Livre d'Isaïe 7,10-14.
Le Seigneur parla encore ainsi au roi Acaz : « Demande pour toi un signe venant du Seigneur ton Dieu, demande-le au fond des vallées ou bien en haut sur les sommets. » Acaz répondit : « Non, je n'en demanderai pas, je ne mettrai pas le Seigneur à l'épreuve. » Isaïe dit alors : « Écoutez, maison de David ! Il ne vous suffit donc pas de fatiguer les hommes : il faut encore que vous fatiguiez mon Dieu ! Eh bien ! Le Seigneur lui-même vous donnera un signe : Voici que la jeune femme est enceinte, elle enfantera un fils, et on l'appellera Emmanuel, (c'est-à-dire : Dieu-avec-nous). »

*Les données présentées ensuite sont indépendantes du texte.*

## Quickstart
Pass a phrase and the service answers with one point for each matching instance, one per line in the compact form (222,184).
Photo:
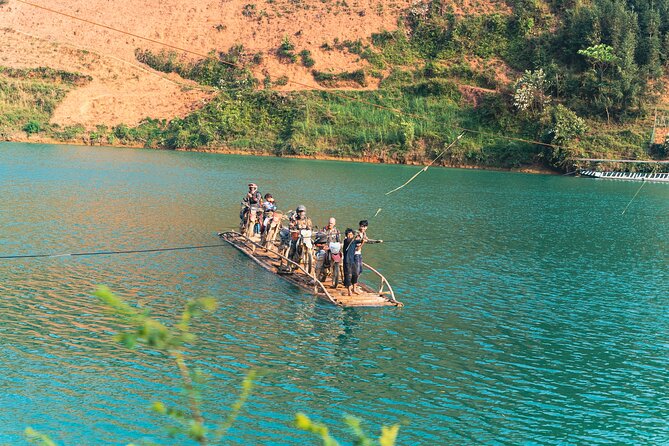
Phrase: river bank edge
(371,159)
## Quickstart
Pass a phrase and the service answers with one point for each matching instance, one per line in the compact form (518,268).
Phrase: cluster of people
(331,249)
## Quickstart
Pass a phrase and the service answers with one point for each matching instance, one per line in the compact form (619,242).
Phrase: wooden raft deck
(270,261)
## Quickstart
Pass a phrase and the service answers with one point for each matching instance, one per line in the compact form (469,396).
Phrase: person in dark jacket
(351,271)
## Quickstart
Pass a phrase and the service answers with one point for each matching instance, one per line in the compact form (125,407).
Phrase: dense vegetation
(580,75)
(28,97)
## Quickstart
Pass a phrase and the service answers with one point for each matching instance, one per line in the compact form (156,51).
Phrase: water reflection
(539,317)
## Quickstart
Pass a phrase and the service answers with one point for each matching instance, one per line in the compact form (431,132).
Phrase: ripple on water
(539,315)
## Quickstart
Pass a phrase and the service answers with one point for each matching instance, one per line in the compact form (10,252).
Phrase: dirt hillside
(124,91)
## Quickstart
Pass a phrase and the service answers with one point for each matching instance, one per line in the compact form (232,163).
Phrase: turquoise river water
(535,314)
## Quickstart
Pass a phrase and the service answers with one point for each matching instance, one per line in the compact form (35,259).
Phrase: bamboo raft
(628,176)
(270,260)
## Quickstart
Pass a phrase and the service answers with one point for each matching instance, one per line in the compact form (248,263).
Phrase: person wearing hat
(298,221)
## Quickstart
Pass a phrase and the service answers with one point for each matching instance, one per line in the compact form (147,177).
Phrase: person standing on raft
(353,255)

______Nana [6][7][8][9][10][11][12][13] a le chic pour balancer ses courriers fielleux à la date ad hoc ! Au jour de cet Évangile qui facteur.gifnous rappelle la visite de l’ange Gabriel à Marie, c’est une autre "annonciation" qui atterrit dans la boîte aux lettres de Monsieur et Madame canine [14, AV note 16]. Le courrier est au nom de Madame, mais Monsieur –presque habitué à sa typographie- en reconnaîtrait l’expéditeur entre mille, bien que vierge d’en-tête sur l’enveloppe. C’est là sa seule virginité : le reste serait encore une insulte à la plus dévergondée des prostituées… Madame venant de partir avec les enfants pour une quinzaine de jours, afin d’aller "fêter Noël en famille" comme on va "voir le Pape" [3, note 26], elle a donc raté le facteur. Resté seul, Monsieur canine a toujours aussi peu de scrupules à intercepter ce qu’il faut quand il le faut. Le contenu ne manquera d’ailleurs pas de lui confirmer que laisser ce courrier attendre tranquillement le retour de sa destinataire eût été la pire des sottises : "l’urgence" en constitue le trait dominant.
______Il est sain que dans le monde entier, grâce à ce formidable vecteur d’information instantanée que constitue un blog internet, l’on sache qu’ici en France –pays des "droits d’l’homme" (sic)- des agents assermentés de "la loi" [6][13] s’en servent afin d’assouvir leurs rancœurs personnelles ainsi que celles de leurs clients. Il est nécessaire que dans le monde entier, l’on sache qu’ici en France on supprime de la main gauche la peine de mort pour les coupables pendant que de la main droite, on s’arroge de la manière la plus ignoble qui soit DROIT DE VIE ET DE MORT sur des innocents. Aujourd’hui, l’ange ne prend pas même la peine de se déguiser en ange de lumière : il est l’ange de la MORT incarné. PIRE : cet ange est envoyé par des brebis s’apprêtant à soi-disant "accueillir" la venue de Jésus (c’est-à-dire : Le-Seigneur-sauve) [3] !!!! Ces brebis du Fils du Très-Haut tombent TRÈS BAS :

« Pathos-City [8, note 9], le 19 décembre 2008

Chère Madame,

Je viens d’avoir l’Ordonnance [non "médicale", celle-ci !] de Non Conciliation qui m’a été délivrée par le Juge aux Affaires Familiales avec l’urgence que nous savions. [Quelle est donc cette "urgence"que tout le monde "savait"… SAUF l’intéressé ?]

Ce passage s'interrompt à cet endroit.